Suk, as I prefer to call him, not only works full time but he also has a small kiosk-type shop adjacent to the school in question and has a wife and 2 children of his own to support, yet his intense enthusiasm to help his own community can only be commended.
After many years myself being associated with the English education system, firstly as a governor, then as a classroom support assistant and finally as a support teacher, I was able to offer Suk some tips to help with his mission. My main problem was that I did not know how the education system worked in Nepal.
Suk explained that there are 2 types of schools: government and non-government (boarding) schools. The school in his village is a government school and he showed me some photos of it.
The first striking thing to hit me, was how bleak the interior of the classrooms appeared.
The rooms were all painted white, with many walls now flaking their white emulsion, and apart from worn blackboards and benches and desks, that was it.

Fortunately, we had already purchased 20 or so wall charts from YOUR kindly donated money, and these were going to immediately make a difference in brightening up an un-inspired learning environment. I also suggested to Suk, that maybe the teachers could display the children's work and that a couple of tins of coloured paint could be used to paint numbers and letters around the classroom. I also suggested that maybe the staff moral may be low working in such a gloomy environment and I offered him a couple of suggestions to promote class challenges and introduce prefects in the school.
Suk loved the simple ideas that I had proposed and he too had a vision to extend the school's learning environment. He believed that by implementing 1 or 2 creative teachers to support and train the current staff, that a more cheerful and rewarding school ethos could be achieved.

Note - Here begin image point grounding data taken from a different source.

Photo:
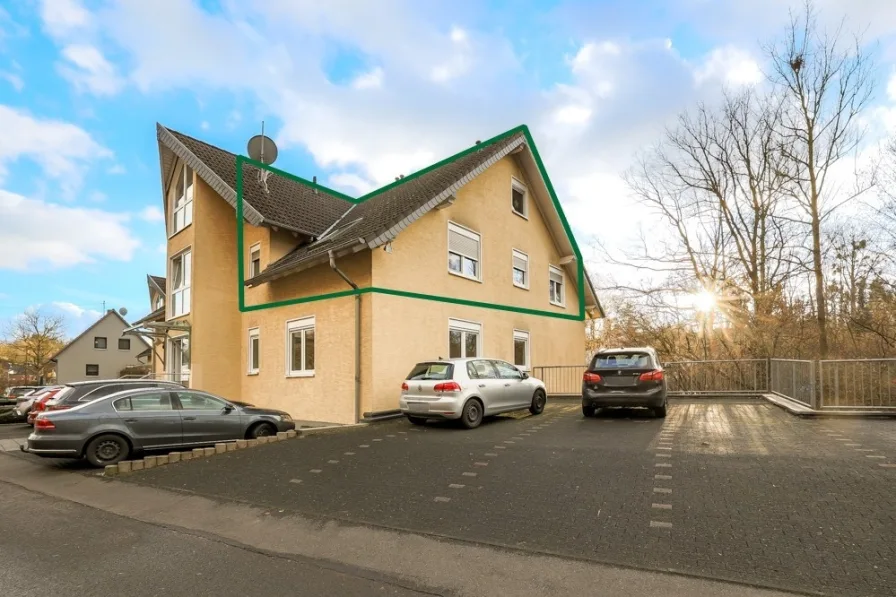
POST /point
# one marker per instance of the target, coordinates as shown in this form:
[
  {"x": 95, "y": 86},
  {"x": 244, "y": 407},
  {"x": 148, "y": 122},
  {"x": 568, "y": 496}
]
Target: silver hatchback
[{"x": 468, "y": 390}]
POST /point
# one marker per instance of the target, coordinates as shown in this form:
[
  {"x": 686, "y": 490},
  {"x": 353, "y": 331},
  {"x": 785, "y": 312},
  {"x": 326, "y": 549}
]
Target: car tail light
[
  {"x": 651, "y": 376},
  {"x": 450, "y": 386},
  {"x": 43, "y": 423}
]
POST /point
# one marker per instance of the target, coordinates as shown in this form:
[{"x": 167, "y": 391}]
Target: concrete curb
[{"x": 128, "y": 466}]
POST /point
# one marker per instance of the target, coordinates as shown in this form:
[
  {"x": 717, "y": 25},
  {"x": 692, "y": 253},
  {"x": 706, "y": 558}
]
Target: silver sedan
[
  {"x": 107, "y": 430},
  {"x": 468, "y": 390}
]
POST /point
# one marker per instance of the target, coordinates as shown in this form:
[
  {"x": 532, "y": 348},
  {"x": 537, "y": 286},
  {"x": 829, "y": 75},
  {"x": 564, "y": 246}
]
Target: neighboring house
[
  {"x": 471, "y": 256},
  {"x": 99, "y": 352}
]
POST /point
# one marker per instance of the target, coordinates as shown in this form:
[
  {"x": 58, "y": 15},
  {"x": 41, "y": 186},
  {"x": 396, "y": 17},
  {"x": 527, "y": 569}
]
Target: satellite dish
[{"x": 262, "y": 149}]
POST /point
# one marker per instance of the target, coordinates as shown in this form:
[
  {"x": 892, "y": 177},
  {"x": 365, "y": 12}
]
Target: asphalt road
[
  {"x": 732, "y": 490},
  {"x": 74, "y": 550}
]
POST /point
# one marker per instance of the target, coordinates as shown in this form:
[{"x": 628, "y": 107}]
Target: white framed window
[
  {"x": 519, "y": 198},
  {"x": 520, "y": 269},
  {"x": 254, "y": 260},
  {"x": 182, "y": 212},
  {"x": 180, "y": 275},
  {"x": 253, "y": 356},
  {"x": 464, "y": 252},
  {"x": 557, "y": 287},
  {"x": 300, "y": 347},
  {"x": 464, "y": 339},
  {"x": 521, "y": 349}
]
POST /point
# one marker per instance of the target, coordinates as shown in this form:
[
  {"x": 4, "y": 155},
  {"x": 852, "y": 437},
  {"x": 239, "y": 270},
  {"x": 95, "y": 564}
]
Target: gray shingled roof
[
  {"x": 289, "y": 204},
  {"x": 372, "y": 221}
]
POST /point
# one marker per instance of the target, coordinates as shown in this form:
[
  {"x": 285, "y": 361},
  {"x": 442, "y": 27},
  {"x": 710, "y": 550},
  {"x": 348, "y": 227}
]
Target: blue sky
[{"x": 354, "y": 93}]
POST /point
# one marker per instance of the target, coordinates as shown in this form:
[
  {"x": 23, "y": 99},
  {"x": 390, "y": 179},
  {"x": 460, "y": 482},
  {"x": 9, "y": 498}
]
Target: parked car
[
  {"x": 624, "y": 377},
  {"x": 26, "y": 401},
  {"x": 110, "y": 428},
  {"x": 77, "y": 392},
  {"x": 12, "y": 393},
  {"x": 39, "y": 403},
  {"x": 468, "y": 390}
]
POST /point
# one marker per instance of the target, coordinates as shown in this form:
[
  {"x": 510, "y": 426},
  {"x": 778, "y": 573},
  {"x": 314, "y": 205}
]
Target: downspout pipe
[{"x": 357, "y": 334}]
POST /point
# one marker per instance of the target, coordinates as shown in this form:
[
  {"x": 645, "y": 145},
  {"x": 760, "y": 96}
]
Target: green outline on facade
[{"x": 240, "y": 160}]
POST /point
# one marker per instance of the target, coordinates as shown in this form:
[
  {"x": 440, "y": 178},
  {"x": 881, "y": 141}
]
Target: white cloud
[
  {"x": 350, "y": 184},
  {"x": 151, "y": 213},
  {"x": 62, "y": 18},
  {"x": 68, "y": 236},
  {"x": 88, "y": 70},
  {"x": 75, "y": 310},
  {"x": 63, "y": 150},
  {"x": 369, "y": 80},
  {"x": 729, "y": 65},
  {"x": 13, "y": 79}
]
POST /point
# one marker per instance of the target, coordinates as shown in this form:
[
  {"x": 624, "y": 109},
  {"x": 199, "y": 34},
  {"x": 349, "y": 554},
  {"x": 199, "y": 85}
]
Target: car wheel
[
  {"x": 107, "y": 449},
  {"x": 472, "y": 414},
  {"x": 538, "y": 402},
  {"x": 262, "y": 430}
]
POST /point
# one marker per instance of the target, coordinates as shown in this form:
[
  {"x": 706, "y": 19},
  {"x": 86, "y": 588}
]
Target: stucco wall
[
  {"x": 329, "y": 394},
  {"x": 71, "y": 364},
  {"x": 419, "y": 258}
]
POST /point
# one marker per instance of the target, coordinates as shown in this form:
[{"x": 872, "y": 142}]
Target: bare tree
[
  {"x": 33, "y": 337},
  {"x": 826, "y": 83}
]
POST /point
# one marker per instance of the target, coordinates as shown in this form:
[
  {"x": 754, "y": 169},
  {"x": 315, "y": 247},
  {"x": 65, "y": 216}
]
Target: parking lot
[{"x": 736, "y": 490}]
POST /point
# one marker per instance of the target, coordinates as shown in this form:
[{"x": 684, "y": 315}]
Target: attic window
[{"x": 182, "y": 214}]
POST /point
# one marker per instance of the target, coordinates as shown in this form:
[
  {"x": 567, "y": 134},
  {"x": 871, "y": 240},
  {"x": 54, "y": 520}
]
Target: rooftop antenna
[{"x": 262, "y": 149}]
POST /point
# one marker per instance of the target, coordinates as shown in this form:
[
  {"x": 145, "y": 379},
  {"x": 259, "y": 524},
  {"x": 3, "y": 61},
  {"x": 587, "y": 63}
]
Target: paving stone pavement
[{"x": 749, "y": 492}]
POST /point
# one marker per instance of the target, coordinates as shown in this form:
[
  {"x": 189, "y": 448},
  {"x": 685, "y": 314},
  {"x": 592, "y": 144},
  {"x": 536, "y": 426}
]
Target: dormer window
[{"x": 182, "y": 215}]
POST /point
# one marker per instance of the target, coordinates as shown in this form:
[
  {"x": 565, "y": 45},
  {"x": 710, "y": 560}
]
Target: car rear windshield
[
  {"x": 424, "y": 371},
  {"x": 622, "y": 360}
]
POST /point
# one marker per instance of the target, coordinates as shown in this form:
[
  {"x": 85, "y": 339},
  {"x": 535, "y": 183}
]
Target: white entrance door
[{"x": 179, "y": 360}]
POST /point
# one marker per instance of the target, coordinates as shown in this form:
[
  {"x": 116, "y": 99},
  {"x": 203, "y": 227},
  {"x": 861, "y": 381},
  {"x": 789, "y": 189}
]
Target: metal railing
[
  {"x": 858, "y": 384},
  {"x": 793, "y": 379},
  {"x": 724, "y": 377},
  {"x": 832, "y": 384},
  {"x": 561, "y": 380}
]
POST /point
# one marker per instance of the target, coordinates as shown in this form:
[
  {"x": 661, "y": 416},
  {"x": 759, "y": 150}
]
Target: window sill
[{"x": 464, "y": 276}]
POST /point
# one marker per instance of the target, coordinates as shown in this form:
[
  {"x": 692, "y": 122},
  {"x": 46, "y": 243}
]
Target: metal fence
[
  {"x": 858, "y": 383},
  {"x": 793, "y": 379},
  {"x": 831, "y": 384},
  {"x": 726, "y": 377}
]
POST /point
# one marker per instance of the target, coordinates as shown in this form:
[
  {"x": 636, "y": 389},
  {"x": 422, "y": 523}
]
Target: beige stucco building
[
  {"x": 99, "y": 352},
  {"x": 469, "y": 256}
]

The creative teaching books that we had already purchased in Kathmandu would be a useful resource for the creative teachers to use.
He wanted to see more singing, more art and more practical teaching methods used in the school as opposed to the current un-inspiring copying from a text book. With Suk's vision and my suggestions we hoped that we could make a difference, however, it was all well and good me offering simple advice, but the following day I would, in fact, be experiencing first hand the life of a simple, Nepal village school.